Lets not forget the strain for the less flexible ones here.

Growing up as what we now would call a 'hybrid' goalie, I see the transition as the perhaps the most important part of the equation. It's no wonder that guys don't just blast off slappers from the slot much any more - a goalie that is gradually taking away bits and pieces of the net from the puck's angle is much better prepared for anything than a single 48"x24" block of net. Maybe I'm seeing this wrong...
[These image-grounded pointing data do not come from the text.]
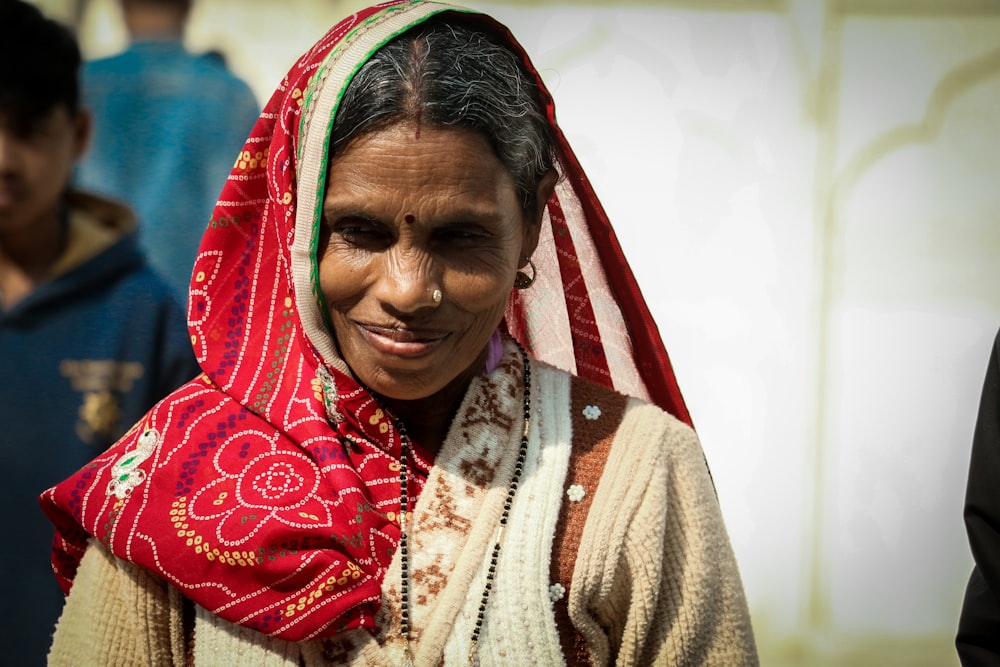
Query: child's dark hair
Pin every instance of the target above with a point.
(39, 65)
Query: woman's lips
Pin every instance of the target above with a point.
(402, 342)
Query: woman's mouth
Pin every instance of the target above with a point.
(401, 342)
In what could be classified as a normal situation (not a breakaway, below-goal line play, 3-0, etc.) I have stood up taller as I have gotten older. I also have decreased how far out I will move from the crease. I try to go no more than 18 inches from the top of the crease, but also I try not to fall back in the crease with as much speed and urgency. As the play transitions into the zone, the same transition rules apply. However, I would rather economize movement and angles to better read the play. I also concentrate on better quality skating and footwork over the quantity of either. I've never had amazing ROM in my hips, so my butterfly is not very good. I have for years and continue to work on ROM in order to keep what I have. As a result of my narrower stance and poor ROM, I have chosen to concentrate on '"active ROM", so strength and control at the end of my mobility range. I sometimes surprise myself when I make a pad save that requires a good amount of hip internal rotation. Believing that I can do it if I put the work in before is perhaps the biggest hurdle.